「増加量」が出てくる一次関数の練習問題(中学2年数学)

「増加量」が出てくる一次関数の練習問題

中学2年の一次関数で出てくる「増加量」は紛らわしい用語のひとつです。
増加量なのに「増えている」とは限らないからです。

 

用語から中学数学のポイントを覚える「増加量」

まずは、次の問題を解いてみてください。

【練習問題】一次関数「y=−3x+5」において、xが4から6まで変化したときのyの増加量を求めよ。

 

解き方としては、単純にxが4のときと6のときのyの値を求めます。

 

x=4のとき
  • y=−3(×4)+5
  • y=−12+5
  • y=−7

 

x=6のとき
  • y=−3(×6)+5
  • y=−18+5
  • y=−13

 

xが4から6まで変化したときのの値は−7から−13に変化しています。

 

 

「−7から−13に」って減ってんじゃん!


と思いますよね。

 

「増加量を求めよ!」との問いなのに減っています。
ワケわからなくなりますよね。

 

ただ、これは「解なし」でも問題文のミスプリでもありません。

 

正負の数を思い出してみる

中学1年の数学で「正負の数」を勉強したことを覚えていますか。
1学期の最初に習う単元です。

 

【正負の数の問題】
「3時間前」を負の数を使って表しなさい。

 

覚えてますか?
答えは「−3時間後」です。

 

日本語としてはヘンな表現方法なのですが、数学ではこれがアリなんです。

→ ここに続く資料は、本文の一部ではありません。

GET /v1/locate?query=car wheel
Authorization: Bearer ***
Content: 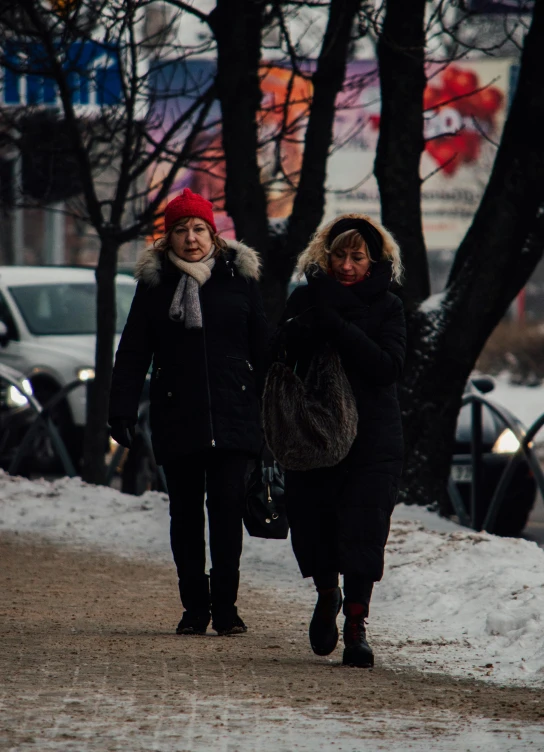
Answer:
[29,382,75,473]
[492,476,536,538]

正反対のことを符号を変えて表現するのです。

 

「10減少した」を「増加した」にするには符号を変えればいいというわけです。

「−10増加した」=「10減少した」です

 

一次関数の「増加量」にもこの考え方を用います。

 

練習問題の解答

xが4から6まで変化したときのyの値は−7から−13に変化しました。
増加量を求める式は次の通りです。

 

【増加量を求める式】
変化後の値−変化前の値

 

この式に練習問題のyの値をあてはめて計算します。

  • −13−(−7)=−6

 

これがyの増加量です。
答え.−6

 

「−6増加した」というのは「6減少した」と同じ意味です。

 

考えすぎて間違えてしまわないように

「増加量を求めよ」だからマイナスが答えだとオカシイ…なんて考えてしまうのは間違い!日本語と数学での用語の使い方には違いがあります。混同しないように気をつけましょう。